Not only do we eat too much, but the quality of what we eat has declined. This is due to both the way food is grown and the way it is prepared as it moves through the consumer food chain from the field to the package. As with our profligate use of private transport, over-consumption of convenient, packaged and prepared foods can do us more harm than good.

More plants, less meat. More raw, less cooked. This is the advice from Michael Pollan, who spoke at the Sydney Writers’ Festival. Just as the over use of chemicals and pesticides is killing our soil, so does the produce that comes from these over-treated soils offer us less nutrition. Pollan claims an apple today has only 1/3 as much iron as an apple from the 1950s.

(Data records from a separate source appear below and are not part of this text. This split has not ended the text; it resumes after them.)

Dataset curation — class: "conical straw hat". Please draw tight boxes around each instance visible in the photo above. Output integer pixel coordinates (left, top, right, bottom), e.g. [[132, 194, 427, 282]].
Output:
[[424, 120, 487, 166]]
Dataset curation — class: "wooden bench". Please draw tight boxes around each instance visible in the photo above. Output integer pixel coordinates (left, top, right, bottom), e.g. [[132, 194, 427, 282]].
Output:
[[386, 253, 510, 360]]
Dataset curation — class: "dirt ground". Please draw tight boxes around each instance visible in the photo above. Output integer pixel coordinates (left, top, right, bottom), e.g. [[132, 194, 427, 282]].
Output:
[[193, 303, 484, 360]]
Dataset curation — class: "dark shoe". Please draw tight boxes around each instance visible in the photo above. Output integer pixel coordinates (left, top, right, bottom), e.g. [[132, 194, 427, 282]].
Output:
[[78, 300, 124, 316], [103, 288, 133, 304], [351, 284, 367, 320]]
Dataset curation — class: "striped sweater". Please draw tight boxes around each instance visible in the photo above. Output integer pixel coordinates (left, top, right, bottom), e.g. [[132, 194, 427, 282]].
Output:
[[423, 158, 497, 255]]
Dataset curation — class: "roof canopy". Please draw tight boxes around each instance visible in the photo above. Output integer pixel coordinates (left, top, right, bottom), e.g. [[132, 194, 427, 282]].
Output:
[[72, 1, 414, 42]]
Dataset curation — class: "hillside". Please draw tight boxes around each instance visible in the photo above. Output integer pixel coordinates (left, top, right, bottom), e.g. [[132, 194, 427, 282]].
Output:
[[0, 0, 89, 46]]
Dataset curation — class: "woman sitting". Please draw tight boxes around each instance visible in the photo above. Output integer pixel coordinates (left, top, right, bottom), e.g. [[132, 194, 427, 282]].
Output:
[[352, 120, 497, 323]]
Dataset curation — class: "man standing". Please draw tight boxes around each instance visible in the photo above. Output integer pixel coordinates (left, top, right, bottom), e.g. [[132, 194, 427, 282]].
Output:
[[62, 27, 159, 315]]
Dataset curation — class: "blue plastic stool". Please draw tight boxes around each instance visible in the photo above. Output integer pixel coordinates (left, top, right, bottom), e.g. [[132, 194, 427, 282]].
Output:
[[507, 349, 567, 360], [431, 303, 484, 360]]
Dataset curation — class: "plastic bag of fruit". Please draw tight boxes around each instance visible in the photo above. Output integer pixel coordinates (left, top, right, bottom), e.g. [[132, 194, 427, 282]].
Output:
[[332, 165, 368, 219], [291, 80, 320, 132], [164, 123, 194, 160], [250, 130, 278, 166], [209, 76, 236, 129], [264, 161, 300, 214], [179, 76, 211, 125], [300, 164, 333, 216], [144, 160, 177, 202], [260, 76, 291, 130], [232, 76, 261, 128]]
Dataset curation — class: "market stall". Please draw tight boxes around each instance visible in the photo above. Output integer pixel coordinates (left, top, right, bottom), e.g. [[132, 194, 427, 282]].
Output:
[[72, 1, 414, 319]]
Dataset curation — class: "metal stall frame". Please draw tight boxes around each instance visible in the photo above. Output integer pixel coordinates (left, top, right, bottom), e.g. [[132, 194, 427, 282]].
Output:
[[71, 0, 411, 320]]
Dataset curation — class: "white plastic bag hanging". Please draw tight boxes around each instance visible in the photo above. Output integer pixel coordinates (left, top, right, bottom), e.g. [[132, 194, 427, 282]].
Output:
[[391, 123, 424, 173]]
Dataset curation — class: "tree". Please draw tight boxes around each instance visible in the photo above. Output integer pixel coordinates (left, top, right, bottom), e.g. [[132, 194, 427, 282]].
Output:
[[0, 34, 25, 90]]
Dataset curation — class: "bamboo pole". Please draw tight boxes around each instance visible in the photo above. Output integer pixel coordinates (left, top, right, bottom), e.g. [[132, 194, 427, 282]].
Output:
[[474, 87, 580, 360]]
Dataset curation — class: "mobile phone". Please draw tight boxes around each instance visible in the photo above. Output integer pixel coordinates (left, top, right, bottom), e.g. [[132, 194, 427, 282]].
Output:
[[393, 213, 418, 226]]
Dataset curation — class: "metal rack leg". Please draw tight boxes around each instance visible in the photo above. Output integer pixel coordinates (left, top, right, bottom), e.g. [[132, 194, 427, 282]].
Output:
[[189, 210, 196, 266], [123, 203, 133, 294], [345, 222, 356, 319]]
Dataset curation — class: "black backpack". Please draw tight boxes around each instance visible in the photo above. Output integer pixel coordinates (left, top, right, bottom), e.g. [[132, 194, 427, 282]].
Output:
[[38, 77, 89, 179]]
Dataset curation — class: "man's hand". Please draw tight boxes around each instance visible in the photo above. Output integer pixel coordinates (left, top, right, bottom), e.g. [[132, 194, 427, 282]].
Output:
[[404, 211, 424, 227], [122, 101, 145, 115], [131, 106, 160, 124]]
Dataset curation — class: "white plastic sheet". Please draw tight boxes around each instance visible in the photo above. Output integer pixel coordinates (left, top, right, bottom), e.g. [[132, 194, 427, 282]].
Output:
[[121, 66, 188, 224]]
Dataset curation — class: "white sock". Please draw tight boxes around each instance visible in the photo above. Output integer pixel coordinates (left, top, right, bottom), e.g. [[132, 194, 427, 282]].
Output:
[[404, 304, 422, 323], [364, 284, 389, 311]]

It seems reasonable to cut back on packaged and prepared foods, as whatever nutrition might remain is surely minimised by its processing into snippets of molecules freeze-dried or otherwise tortured and made available in a box. This would move towards more sustainable food supply industries, if fewer convenience foods were sought and bought.

A survey of a supermarket check out counter tells you what other people consider to be edible. Probably half of it wouldn’t pass Pollan’s common sense tests of avoiding items your grandmother wouldn’t recognise or that won’t rot.

So we could certainly be putting more time, energy and money into improving the quality of what we eat, and probably lose a few collective giga-tonnes along the way. Increased demand for non-chemically grown food would also encourage better farming practices, and bring down the costs for “natural” food.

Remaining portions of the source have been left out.